Radio Białystok | Wiadomości Studio Suwałki | W 30 dni przepłynął 1320 km kajakiem pod prąd. Kolejna wyprawa Piotra Kuryło
Trasa wiodła od Morza Północnego aż do źródła rzeki Ren nad Jeziorem Tumana w Alpach Szwajcarskich.
Piotr Kuryło, mieszkaniec jednej z podaugustowskich wsi, z sukcesem zakończył kolejną sportową eskapadę. Udał się w nią z okazji 10. rocznicy swojego biegu dookoła Ziemi. Wyprawę rozpoczął 28 lipca w Rotterdamie u ujścia Renu do Morza Północnego. Jak podkreśla, trasa była niezwykle wymagająca:
Na rzece Ren największą przeszkodą były fale spowodowane przez duże statki, kontenerowce i tankowce. Takie warunki miałem aż do Jeziora Bodeńskiego. Z kolei później koryto rzeki bardzo się zwęziło i zrobiło się niezwykle stromo. Płynąłem z północy na południe i cały ten czas słońce grzało mi prosto w twarz. Spaliło mi skórę. Nabawiłem się też odcisków na palcach, być może dlatego, że moje wiosło było czarne.

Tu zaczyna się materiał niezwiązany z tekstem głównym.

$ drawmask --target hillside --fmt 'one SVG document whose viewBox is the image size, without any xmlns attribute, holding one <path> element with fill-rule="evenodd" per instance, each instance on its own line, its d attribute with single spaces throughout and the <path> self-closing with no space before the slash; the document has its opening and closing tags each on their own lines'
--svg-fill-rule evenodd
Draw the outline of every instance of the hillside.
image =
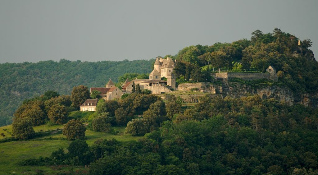
<svg viewBox="0 0 318 175">
<path fill-rule="evenodd" d="M 70 94 L 73 87 L 103 87 L 110 78 L 125 73 L 149 73 L 153 61 L 71 61 L 65 59 L 38 63 L 0 64 L 0 126 L 10 124 L 23 101 L 48 90 Z"/>
</svg>

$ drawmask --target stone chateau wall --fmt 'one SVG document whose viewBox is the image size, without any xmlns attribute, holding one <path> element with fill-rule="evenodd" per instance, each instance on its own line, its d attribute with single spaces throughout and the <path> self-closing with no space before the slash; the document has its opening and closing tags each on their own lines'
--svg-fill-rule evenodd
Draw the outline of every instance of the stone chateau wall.
<svg viewBox="0 0 318 175">
<path fill-rule="evenodd" d="M 232 78 L 238 78 L 246 80 L 253 80 L 265 79 L 277 81 L 277 75 L 271 74 L 267 73 L 252 73 L 245 72 L 220 72 L 212 73 L 211 76 L 213 77 L 217 77 L 226 79 L 226 81 Z"/>
</svg>

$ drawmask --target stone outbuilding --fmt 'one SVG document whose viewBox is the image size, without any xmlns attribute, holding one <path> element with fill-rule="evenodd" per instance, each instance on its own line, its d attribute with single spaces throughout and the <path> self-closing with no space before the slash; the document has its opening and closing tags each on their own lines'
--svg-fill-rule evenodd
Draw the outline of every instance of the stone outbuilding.
<svg viewBox="0 0 318 175">
<path fill-rule="evenodd" d="M 111 79 L 106 85 L 106 88 L 91 88 L 90 92 L 91 94 L 94 90 L 100 92 L 102 98 L 105 100 L 112 100 L 115 99 L 119 99 L 121 97 L 122 92 L 119 88 L 115 85 Z"/>
<path fill-rule="evenodd" d="M 149 74 L 149 79 L 134 80 L 124 83 L 122 87 L 123 93 L 131 93 L 134 83 L 135 86 L 139 84 L 141 89 L 147 89 L 151 91 L 152 94 L 160 94 L 171 92 L 170 89 L 176 89 L 176 76 L 173 73 L 176 65 L 176 61 L 168 57 L 163 59 L 157 57 L 154 65 L 154 69 Z M 167 80 L 162 80 L 165 77 Z"/>
</svg>

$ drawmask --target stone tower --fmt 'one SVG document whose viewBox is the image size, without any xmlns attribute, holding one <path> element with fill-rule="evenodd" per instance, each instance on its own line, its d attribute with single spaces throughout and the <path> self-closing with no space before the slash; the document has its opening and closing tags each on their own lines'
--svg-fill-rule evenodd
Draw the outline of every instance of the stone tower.
<svg viewBox="0 0 318 175">
<path fill-rule="evenodd" d="M 176 75 L 172 72 L 169 72 L 167 76 L 167 85 L 176 90 Z"/>
<path fill-rule="evenodd" d="M 109 79 L 109 80 L 108 81 L 108 82 L 107 84 L 106 84 L 106 88 L 112 88 L 113 87 L 115 87 L 115 83 L 112 81 L 112 79 Z"/>
</svg>

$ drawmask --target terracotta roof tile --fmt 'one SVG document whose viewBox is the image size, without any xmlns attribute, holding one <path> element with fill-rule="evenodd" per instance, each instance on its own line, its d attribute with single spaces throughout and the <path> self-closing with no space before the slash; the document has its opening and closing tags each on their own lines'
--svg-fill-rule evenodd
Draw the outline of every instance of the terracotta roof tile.
<svg viewBox="0 0 318 175">
<path fill-rule="evenodd" d="M 96 106 L 97 104 L 97 99 L 88 99 L 80 106 Z"/>
<path fill-rule="evenodd" d="M 100 92 L 102 94 L 106 94 L 113 88 L 91 88 L 91 93 L 93 90 L 96 90 Z"/>
</svg>

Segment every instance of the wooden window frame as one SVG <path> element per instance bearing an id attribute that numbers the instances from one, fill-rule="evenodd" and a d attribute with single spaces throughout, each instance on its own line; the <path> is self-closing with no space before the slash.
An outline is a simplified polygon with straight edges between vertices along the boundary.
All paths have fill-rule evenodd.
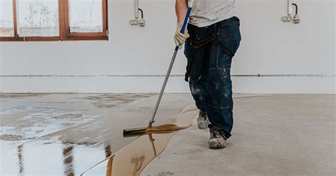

Podczas swojej podróży Piotr Kuryło nocował tylko i wyłącznie w namiocie. Na swojej drodze spotkał też Polaków, którzy chętnie mu pomagali. Całej wyprawie przyświecała idea pokoju na świecie:
Uważam, że temat pokoju na świecie jest tak ciężki, jak płynięcie pod prąd. Zdecydowanie za mało się o tym mówi. Źródło rzeki Ren jest na wysokości ponad 2300 metrów. Przeszedłem bardzo trudny, czerwony szlak i zaniosłem w to miejsce kajak. Jest to pamiątka dla wszystkich, którzy będą tam wchodzić. Zostawiłem tam również mapę, biało-czerwoną flagę oraz hasło, że moja podróż odbyła się w intencji pokoju na świecie. Było warto. Polecam każdemu, aby choć w najmniejszy sposób przyczynił się do szerzenia pokoju. Można na przykład pojednać się z bliskimi.
W przeszłości Piotr Kuryło pokonał pod prąd Wisłę. A oprócz przebiegnięcia ziemi, przemierzył na własnym nogach Polskę wzdłuż i wszerz oraz Europę, a także przejechał rowerem z Lizbony do Władywostoku. Jak mówi, teraz chciałby przepłynąć kajakiem z Syrii do Włoch.